The list of “Garage Startups” is a modern hagiography:
- Apple: Jobs and Wozniak in the Cupertino garage.
- Google: Larry Page and Sergey Brin in Susan Wojcicki’s garage.
- Amazon: Jeff Bezos in a garage in Bellevue, Washington.
- Disney: Walt and Roy started in their uncle’s one-car garage.
The garage is the ultimate “low-stakes” environment. Because the overhead is zero and the floor is concrete, you are allowed to fail, get messy, and break things. It is the only place where “innovation” is actually allowed to be ugly.
The Ecosystem of the Pegboard
Technically, a garage is defined by its organization—or the aspirational attempt at it. The Pegboard is the central altar of this space.
It represents the human desire to impose order on chaos. By tracing the outline of a wrench in Sharpie, the garage-dweller creates a “home” for an object. The garage is also the primary habitat of the “Garage Fridge”—a venerable, humming appliance from 1994 that contains nothing but half-empty bags of ice and the specific brand of beer that the homeowner’s spouse doesn’t want taking up room in the “real” kitchen.
The Largest Moving Part
Architecturally, the garage door is often the largest moving part of any residential structure. It is a heavy, spring-loaded beast that relies on Torsion Springs—tightly wound coils of steel that hold enough potential energy to be genuinely terrifying if they snap. This door is the drawbridge to the modern castle; when it hums open, it signals that the world of “work” is over and the world of “projects” has begun.
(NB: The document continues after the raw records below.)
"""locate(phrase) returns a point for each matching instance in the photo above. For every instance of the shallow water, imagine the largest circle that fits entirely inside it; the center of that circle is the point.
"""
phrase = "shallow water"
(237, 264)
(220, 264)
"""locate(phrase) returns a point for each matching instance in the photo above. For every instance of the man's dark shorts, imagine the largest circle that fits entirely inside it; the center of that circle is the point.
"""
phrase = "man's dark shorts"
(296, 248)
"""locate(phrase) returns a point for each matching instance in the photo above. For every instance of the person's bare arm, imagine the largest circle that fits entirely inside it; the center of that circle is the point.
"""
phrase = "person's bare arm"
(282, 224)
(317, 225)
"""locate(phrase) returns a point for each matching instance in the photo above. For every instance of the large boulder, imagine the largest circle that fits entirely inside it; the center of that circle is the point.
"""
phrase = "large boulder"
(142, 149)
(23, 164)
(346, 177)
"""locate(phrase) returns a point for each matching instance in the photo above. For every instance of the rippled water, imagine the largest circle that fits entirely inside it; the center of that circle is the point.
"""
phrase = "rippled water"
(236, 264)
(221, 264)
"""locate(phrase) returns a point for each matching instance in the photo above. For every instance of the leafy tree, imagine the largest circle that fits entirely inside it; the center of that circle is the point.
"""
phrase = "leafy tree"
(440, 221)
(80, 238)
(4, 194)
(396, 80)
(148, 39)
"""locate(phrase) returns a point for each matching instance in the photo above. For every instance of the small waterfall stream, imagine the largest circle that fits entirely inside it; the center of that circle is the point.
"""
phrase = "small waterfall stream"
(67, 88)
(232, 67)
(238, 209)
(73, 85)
The Sanctuary of the “In-Between”
Ultimately, the garage is a “liminal space.” It is neither “inside” (where you have to take your shoes off) nor " outside" (where the neighbors can see you). This makes it the ultimate sanctuary for the tinkerer. It’s where you go to fix a bike, paint a chair, or just stand silently staring at a piece of wood for forty-five minutes. It is the one room in the house where “making a mess” isn’t a mistake—it’s the point.